Nel mezzo di tali vicende, brillò in cielo una cometa, in merito al quale prodigio è credenza popolare che si verifichi il cambiamento del re. Quindi, come se già Nerone fosse stato cacciato, ci si domandava su chi sarebbe caduta la scelta. E da tutti veniva celebrato Rubellio Plauto, la cui nobiltà derivava, per parte di madre dalla famiglia Giulia. Amava le idee e i principi del passato, austero nel comportamento, riservato e casto nel privato, e quanto più cercava per timore di passare inosservato, tanto più si parlava di lui.

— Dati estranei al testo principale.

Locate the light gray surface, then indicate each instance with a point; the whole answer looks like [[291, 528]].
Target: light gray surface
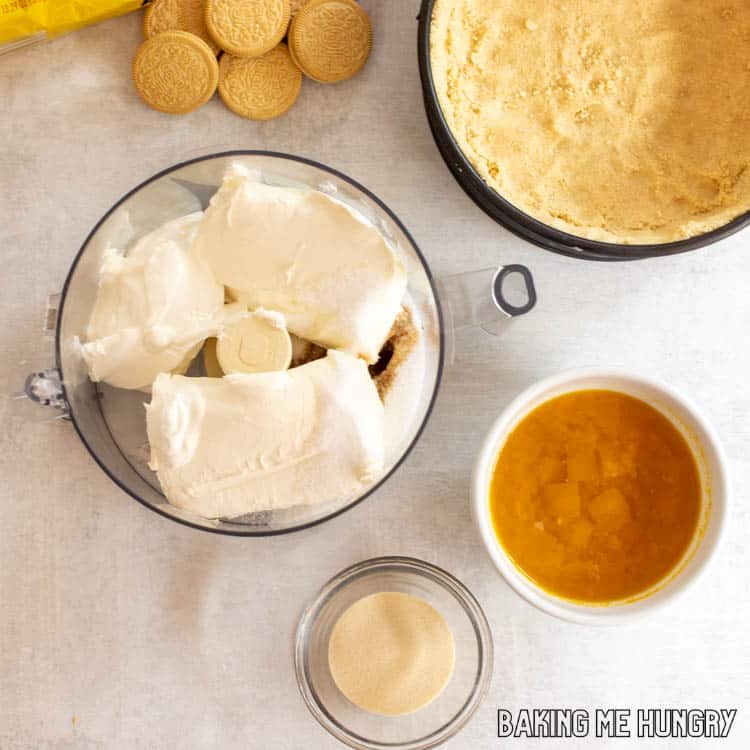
[[120, 629]]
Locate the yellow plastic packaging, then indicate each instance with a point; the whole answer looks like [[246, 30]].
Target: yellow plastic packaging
[[24, 22]]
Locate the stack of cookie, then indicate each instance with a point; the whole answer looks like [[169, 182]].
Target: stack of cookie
[[258, 75]]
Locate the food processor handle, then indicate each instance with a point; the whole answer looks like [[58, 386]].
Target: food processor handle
[[483, 298], [43, 386]]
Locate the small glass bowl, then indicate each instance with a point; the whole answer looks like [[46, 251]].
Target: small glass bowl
[[436, 722]]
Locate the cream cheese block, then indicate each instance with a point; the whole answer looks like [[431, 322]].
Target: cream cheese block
[[154, 307], [301, 253], [224, 447]]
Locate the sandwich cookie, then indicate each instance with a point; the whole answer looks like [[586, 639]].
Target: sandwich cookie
[[330, 40], [175, 72]]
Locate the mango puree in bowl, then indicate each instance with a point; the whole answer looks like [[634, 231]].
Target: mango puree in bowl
[[596, 497]]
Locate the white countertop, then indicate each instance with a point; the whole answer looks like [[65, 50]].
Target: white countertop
[[122, 630]]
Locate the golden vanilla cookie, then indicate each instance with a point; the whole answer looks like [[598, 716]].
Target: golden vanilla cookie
[[175, 72], [247, 28], [260, 88], [330, 40], [177, 15], [296, 6]]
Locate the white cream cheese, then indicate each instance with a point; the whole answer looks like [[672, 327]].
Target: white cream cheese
[[224, 447], [154, 308], [299, 252]]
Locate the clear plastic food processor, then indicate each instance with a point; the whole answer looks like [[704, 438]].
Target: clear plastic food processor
[[111, 422]]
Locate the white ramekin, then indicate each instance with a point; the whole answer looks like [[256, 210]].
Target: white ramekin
[[712, 465]]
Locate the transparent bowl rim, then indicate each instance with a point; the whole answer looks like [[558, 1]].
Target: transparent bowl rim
[[471, 607], [251, 532]]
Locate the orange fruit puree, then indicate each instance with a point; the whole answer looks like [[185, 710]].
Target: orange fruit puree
[[595, 496]]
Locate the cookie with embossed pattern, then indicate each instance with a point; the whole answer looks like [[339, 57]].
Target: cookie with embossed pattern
[[260, 88], [330, 40], [177, 15], [247, 28], [296, 6], [175, 72]]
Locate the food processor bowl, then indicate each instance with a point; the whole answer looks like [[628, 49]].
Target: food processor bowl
[[111, 421], [512, 218]]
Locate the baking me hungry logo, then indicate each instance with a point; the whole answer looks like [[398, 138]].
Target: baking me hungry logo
[[563, 723]]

L’interpretazione di un fulmine, sorta con altrettanta leggerezza, fece accrescere le chiacchiere sul suo conto. Mentre infatti Nerone banchettava presso i laghetti Simbruini, in una villa chiamata Subiaco, i cibi furono colpiti dal fulmine e la mensa andò in frantumi, e questo evento si era verificato nel territorio di Tivoli, da cui proveniva il padre di Plauto, sicché la gente credeva che costui l’avesse destinato alla successione il volere degli dei, e molti lo sostenevano per i quali vagheggiare avventure rischiose è una forma di ambizione suggestiva, ma per lo più illusoria. Scosso dunque dalle voci, Nerone scrisse una lettera a Plauto: lo invitava a farsi carico della tranquillità di Roma e a non prestarsi a chi diffondeva chiacchiere maligne: aveva, in Asia, terreni ereditati, in cui poteva godersi, al sicuro, una giovinezza lontana da torbidi.

Chiesetta di San Lorenzo Martire

Chiesetta di San Lorenzo Martire

Così Plauto si ritirò là con la moglie Antistia e pochi amici. In quegli stessi giorni, un’insensata smania di emozioni procurò a Nerone impopolarità e un grosso rischio: s’era infatti immerso a nuotare nella sorgente, da cui viene incanalata l’acqua Marcia verso Roma. Si pensava che, avendovi immerso il corpo, avesse contaminato le sacre fonti e la santità del luogo. La grave malattia che seguì fu prova dell’ira divina).

Il 10 Agosto di ogni anno, si festeggia per questo motivo il Natale di Subiaco: in questa ricorrenza attraverso una sfilata in costume per le strade di Subiaco si vuol rievocare l’avvenimento storico della fondazione di Subiaco grazie proprio alla donazione del patrizio Narzio.